THE NEW EUROPEAN CONSTITUTION is further evidence of European decadence. David Frum writes on June 15 of former French president Valery Giscard D’Estaing, chairman of the European Union’s constitutional convention:

"`I tried to play a little bit the role that Jefferson played, which was to instill leading ideas into the system,’ [Giscard] said of his 16-month adventure in producing the first draft of a constitution for Europe. ‘Jefferson was a man who wrote and produced elements that consolidated the Constitution.’"
Jefferson, of course, had nothing to do with the Constitution; he drafted the Declaration of Independence, but he was in France during the Constitutional Convention. Mr.
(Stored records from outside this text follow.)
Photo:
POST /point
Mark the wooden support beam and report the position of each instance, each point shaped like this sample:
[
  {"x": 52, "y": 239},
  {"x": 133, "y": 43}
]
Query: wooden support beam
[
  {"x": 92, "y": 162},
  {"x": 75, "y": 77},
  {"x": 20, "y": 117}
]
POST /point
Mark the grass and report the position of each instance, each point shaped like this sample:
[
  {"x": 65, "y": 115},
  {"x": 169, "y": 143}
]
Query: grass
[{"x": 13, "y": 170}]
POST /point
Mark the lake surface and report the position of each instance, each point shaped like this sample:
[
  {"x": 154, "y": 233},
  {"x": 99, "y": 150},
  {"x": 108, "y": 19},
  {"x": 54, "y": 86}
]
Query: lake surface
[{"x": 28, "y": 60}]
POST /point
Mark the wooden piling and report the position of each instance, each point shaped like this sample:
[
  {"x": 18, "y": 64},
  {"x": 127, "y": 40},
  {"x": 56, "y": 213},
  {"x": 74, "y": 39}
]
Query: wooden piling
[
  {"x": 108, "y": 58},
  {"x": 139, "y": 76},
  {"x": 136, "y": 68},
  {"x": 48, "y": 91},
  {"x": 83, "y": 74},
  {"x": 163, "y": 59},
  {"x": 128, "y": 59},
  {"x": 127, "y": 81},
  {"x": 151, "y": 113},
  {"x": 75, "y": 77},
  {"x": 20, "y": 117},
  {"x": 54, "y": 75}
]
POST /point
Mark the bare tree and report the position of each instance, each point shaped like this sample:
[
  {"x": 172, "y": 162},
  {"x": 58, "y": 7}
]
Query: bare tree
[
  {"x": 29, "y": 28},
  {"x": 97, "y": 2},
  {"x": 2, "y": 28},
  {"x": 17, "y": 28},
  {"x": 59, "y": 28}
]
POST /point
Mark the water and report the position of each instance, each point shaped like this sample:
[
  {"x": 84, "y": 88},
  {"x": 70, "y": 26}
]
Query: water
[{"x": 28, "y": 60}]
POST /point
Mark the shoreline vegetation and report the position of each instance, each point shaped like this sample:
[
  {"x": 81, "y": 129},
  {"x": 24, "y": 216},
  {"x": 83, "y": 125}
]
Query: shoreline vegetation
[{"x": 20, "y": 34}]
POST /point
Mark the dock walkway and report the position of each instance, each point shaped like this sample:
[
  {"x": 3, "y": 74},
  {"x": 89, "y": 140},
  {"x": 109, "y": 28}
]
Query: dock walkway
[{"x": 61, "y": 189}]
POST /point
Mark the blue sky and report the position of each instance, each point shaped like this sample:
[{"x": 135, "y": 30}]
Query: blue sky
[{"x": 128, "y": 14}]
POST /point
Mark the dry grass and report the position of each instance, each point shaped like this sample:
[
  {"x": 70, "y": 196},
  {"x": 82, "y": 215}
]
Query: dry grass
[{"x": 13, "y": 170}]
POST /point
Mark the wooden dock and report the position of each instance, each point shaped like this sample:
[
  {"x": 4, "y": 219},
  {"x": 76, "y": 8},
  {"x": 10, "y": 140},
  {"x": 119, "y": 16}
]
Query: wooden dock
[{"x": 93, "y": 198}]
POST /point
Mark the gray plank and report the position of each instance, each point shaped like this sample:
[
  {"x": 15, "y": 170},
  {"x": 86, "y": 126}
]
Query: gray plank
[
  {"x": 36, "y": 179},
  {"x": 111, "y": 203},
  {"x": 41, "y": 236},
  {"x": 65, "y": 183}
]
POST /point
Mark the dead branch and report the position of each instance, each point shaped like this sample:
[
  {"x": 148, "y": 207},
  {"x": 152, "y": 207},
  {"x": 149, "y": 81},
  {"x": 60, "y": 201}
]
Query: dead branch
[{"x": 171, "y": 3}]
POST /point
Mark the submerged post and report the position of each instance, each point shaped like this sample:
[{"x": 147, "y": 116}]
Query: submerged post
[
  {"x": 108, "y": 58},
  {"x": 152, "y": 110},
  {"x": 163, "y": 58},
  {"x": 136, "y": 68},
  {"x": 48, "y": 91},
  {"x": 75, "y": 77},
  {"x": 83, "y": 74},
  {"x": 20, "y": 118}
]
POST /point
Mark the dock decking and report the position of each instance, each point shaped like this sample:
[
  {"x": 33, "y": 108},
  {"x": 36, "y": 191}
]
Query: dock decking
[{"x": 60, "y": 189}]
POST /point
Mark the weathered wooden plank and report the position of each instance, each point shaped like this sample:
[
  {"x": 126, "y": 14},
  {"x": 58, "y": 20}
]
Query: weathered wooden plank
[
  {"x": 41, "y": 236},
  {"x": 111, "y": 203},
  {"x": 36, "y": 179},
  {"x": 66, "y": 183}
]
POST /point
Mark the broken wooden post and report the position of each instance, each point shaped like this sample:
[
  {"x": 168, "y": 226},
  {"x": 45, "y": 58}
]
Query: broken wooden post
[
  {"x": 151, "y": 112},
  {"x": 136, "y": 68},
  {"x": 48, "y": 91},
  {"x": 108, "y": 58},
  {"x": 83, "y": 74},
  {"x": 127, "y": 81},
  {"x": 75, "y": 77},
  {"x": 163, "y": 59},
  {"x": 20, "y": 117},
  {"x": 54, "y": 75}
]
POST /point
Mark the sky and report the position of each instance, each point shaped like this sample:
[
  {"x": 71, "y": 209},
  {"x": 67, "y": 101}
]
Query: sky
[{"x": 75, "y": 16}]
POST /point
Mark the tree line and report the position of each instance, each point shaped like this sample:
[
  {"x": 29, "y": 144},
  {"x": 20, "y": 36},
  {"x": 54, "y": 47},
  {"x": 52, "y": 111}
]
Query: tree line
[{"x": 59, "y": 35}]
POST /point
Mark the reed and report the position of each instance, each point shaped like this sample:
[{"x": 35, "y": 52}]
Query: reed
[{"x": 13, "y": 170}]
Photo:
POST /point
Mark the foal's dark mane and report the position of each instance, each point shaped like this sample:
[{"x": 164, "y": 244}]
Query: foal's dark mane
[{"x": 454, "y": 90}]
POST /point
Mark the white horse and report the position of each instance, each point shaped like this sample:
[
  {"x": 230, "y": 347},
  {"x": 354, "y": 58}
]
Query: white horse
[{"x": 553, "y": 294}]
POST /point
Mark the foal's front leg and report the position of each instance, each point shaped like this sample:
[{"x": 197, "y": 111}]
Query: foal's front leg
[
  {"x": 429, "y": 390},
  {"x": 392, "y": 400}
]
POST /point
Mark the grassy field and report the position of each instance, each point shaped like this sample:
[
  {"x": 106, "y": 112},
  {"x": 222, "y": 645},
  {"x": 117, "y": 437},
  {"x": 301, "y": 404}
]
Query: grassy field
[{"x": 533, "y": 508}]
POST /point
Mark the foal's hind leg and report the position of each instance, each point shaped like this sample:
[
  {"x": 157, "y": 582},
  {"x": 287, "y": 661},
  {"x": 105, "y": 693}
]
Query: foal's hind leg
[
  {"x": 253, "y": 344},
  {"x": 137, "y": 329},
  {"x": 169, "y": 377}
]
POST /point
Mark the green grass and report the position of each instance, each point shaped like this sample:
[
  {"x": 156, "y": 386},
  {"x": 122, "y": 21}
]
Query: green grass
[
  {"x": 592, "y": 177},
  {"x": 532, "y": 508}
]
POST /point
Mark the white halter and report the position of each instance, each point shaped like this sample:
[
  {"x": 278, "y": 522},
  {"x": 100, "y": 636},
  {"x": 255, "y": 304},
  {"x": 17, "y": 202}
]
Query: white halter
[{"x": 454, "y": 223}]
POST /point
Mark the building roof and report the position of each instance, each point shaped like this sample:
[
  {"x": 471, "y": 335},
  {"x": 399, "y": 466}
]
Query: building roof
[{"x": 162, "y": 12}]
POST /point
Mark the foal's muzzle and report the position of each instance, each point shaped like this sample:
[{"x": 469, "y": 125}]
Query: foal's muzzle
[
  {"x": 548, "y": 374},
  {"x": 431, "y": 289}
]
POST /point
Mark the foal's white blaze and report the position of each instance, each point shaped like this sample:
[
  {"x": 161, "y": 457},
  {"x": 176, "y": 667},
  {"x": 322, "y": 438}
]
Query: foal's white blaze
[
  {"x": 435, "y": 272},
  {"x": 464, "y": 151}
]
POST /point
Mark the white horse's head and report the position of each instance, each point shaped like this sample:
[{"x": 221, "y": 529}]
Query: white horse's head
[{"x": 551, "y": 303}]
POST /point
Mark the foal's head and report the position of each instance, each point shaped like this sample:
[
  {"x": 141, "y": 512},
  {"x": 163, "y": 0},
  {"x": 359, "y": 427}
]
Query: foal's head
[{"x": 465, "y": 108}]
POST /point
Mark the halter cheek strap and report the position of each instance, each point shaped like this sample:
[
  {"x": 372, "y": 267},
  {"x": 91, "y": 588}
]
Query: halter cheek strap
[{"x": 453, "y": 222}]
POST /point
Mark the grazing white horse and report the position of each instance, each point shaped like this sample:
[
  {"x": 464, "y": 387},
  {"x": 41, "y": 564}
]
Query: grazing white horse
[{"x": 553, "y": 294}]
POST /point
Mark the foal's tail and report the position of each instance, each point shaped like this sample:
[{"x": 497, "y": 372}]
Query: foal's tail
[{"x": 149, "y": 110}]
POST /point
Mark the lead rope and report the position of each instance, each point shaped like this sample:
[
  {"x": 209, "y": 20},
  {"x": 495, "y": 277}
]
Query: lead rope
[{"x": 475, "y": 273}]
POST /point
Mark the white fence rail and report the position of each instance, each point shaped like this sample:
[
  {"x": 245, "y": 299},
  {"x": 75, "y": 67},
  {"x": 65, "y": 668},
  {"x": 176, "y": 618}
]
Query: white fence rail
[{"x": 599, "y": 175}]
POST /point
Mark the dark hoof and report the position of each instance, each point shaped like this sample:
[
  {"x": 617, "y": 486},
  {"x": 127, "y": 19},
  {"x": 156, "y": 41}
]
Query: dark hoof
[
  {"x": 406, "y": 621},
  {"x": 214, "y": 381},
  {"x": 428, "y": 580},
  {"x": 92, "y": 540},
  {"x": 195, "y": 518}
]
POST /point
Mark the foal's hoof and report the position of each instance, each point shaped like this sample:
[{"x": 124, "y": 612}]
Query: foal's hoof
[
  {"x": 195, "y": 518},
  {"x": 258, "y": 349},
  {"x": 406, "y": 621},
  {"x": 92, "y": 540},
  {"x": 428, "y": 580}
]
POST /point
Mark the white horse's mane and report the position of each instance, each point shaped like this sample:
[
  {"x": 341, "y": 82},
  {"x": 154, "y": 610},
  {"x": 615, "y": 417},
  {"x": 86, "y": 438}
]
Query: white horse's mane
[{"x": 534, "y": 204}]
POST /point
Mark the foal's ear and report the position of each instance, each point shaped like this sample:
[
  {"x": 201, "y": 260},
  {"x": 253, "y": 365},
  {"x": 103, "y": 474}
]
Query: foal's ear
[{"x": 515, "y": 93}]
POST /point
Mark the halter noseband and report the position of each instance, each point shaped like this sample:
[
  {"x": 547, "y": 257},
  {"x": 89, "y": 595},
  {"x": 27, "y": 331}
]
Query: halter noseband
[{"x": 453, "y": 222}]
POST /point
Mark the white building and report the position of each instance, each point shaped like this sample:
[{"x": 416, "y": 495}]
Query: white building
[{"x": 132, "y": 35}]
Frum's comment:

"Now look: The U.S. Constitution is the most famous constitutional document on planet Earth. Giscard is the man charged with the biggest constitutional job of our decade. He is, as he often points out, a highly intelligent man of considerable learning. What on earth does it say about him that he cannot be bothered to master the difference between the U.S. Declaration of Independence and the U.S. Constitution? What does it say about the political milieu in which he moves that there is nobody there to catch him on his error?"
American politicians don't pretend to be intellectuals (with a notorious exception we all remember), but French politicians do. Apparently it is indeed just pretending.